What is Romanticism definition/concept
When a person says “I’m a romantic” we quickly think that they are a sensitive person who values love as an ideal and is careful with their spouse. However, we are partially wrong, as the romantic is also a creator who is part of a cultural trend: romanticism.
Romanticism in response to Classicism
During the nineteenth century, in Germany and Great Britain, a cultural movement emerged that proposed to overcome the values and aesthetic ideals of the previous movement, classicism. Classical artists were inspired by reason and romantics defended new values, especially passion.
The idealists of classicism argued that reason should be the guide of humanity. In contrast, romantic authors, from any artistic discipline , claimed conflicting ideals: fantasy, feelings , nostalgia and the subjective.
An overview of romantics
Romanticism was initially spread in Europe and later in America in the field of music, literature and painting. Romantic authors defended a new way of understanding the world and, in this way, were supporters of freedom in all its manifestations.
The romantic is an idealist and a rebel who draws on an imaginary past to change the present (some European nationalist movements arose in the context of the romantic movement).
The romantic is also a nonconformist and therefore seeks escape (they love cemeteries, inaccessible landscapes and feel a predilection for the medieval world). Artists want to discover new aesthetic paths and are fascinated by the nature of dreams , pirates, ghosts and intense emotions.
The romantic man does not understand nature in its scientific dimension, but directs his attention to everything that stirs his emotions (fog, thunder and wind).

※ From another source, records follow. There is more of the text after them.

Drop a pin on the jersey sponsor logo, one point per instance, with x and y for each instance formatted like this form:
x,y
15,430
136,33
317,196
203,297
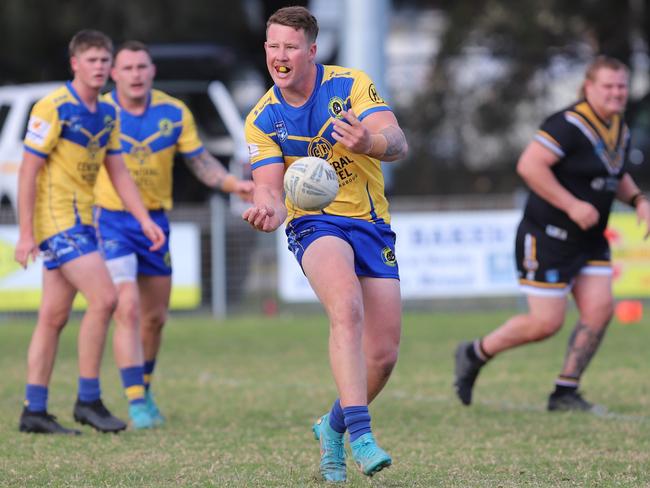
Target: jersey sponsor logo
x,y
335,106
140,153
75,123
281,130
556,232
388,257
37,130
320,147
374,96
165,126
605,184
552,276
109,122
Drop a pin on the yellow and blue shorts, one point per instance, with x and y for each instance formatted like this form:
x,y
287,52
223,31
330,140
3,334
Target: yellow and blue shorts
x,y
373,243
119,234
68,245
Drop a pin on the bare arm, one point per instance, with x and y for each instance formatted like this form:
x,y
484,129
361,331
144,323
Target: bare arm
x,y
628,192
26,246
534,167
212,173
378,136
268,210
130,196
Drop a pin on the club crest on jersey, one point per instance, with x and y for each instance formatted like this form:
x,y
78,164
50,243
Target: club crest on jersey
x,y
281,130
374,96
165,126
320,147
75,123
388,257
335,107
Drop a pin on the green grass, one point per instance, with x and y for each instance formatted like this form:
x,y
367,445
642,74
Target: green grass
x,y
240,397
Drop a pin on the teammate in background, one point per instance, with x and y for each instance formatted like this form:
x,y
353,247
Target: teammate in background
x,y
347,250
575,168
70,135
154,126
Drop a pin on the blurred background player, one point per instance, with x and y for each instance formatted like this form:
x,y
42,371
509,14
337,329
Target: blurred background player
x,y
575,167
154,127
347,251
70,135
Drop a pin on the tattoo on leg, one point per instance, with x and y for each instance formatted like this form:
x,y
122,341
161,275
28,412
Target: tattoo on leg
x,y
583,344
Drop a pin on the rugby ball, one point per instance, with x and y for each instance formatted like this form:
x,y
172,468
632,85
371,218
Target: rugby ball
x,y
311,183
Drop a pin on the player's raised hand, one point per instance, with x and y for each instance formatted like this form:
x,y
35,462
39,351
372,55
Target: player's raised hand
x,y
262,217
25,248
154,233
352,133
584,214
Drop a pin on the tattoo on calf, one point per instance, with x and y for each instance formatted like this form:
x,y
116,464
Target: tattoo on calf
x,y
583,344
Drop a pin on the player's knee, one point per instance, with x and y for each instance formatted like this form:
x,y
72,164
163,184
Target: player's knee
x,y
154,319
544,327
105,303
598,312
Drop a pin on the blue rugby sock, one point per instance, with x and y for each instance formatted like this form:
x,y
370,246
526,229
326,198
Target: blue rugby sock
x,y
36,398
148,372
89,390
133,383
357,420
336,418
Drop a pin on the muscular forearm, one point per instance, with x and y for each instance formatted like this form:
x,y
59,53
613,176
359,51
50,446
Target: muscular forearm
x,y
389,144
211,172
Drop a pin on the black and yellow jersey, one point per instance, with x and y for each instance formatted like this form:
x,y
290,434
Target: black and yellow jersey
x,y
592,160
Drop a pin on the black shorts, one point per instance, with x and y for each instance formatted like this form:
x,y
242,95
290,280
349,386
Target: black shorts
x,y
548,265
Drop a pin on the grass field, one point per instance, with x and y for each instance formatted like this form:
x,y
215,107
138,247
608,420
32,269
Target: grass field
x,y
240,397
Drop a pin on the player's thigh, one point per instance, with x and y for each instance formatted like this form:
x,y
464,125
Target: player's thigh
x,y
155,292
382,312
328,263
57,296
548,312
593,296
89,275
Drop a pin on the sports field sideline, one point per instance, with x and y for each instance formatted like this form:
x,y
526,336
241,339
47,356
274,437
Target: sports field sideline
x,y
240,396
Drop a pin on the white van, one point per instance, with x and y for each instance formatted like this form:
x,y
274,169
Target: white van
x,y
219,123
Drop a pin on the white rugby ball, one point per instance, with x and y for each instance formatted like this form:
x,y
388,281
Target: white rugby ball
x,y
311,183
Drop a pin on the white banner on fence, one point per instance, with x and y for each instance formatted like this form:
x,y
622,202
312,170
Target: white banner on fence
x,y
20,289
445,254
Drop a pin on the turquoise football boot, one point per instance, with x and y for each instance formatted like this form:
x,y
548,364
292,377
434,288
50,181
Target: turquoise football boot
x,y
368,455
155,414
332,451
140,417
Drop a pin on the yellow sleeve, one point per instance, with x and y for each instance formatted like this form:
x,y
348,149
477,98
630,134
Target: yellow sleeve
x,y
43,128
114,145
364,98
189,143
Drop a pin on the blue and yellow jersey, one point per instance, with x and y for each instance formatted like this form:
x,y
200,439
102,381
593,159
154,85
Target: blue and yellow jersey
x,y
277,132
149,142
74,142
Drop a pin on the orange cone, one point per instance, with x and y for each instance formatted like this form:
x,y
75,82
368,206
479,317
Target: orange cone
x,y
629,311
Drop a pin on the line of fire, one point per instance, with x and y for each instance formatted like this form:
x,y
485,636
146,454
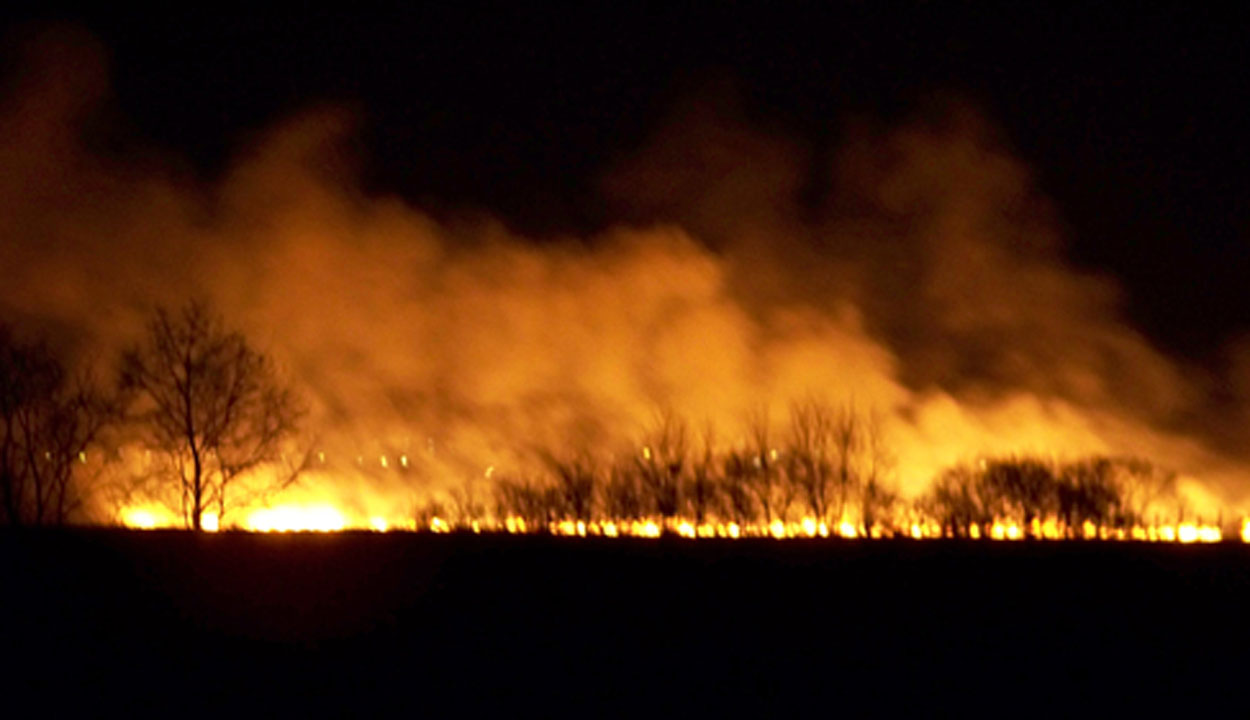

The ideals of romanticism exalt imagination and fantasy. At the same time, romantic values defend the symbols of each territory, indigenous culture and the spiritual character of a community.
Although romanticism has disappeared as a cultural current, we can say that its ideals are still alive. Romantic attitudes are present in the attraction to the exoticism of other cultures, in the revolutionary commitment and in the exaltation of the self.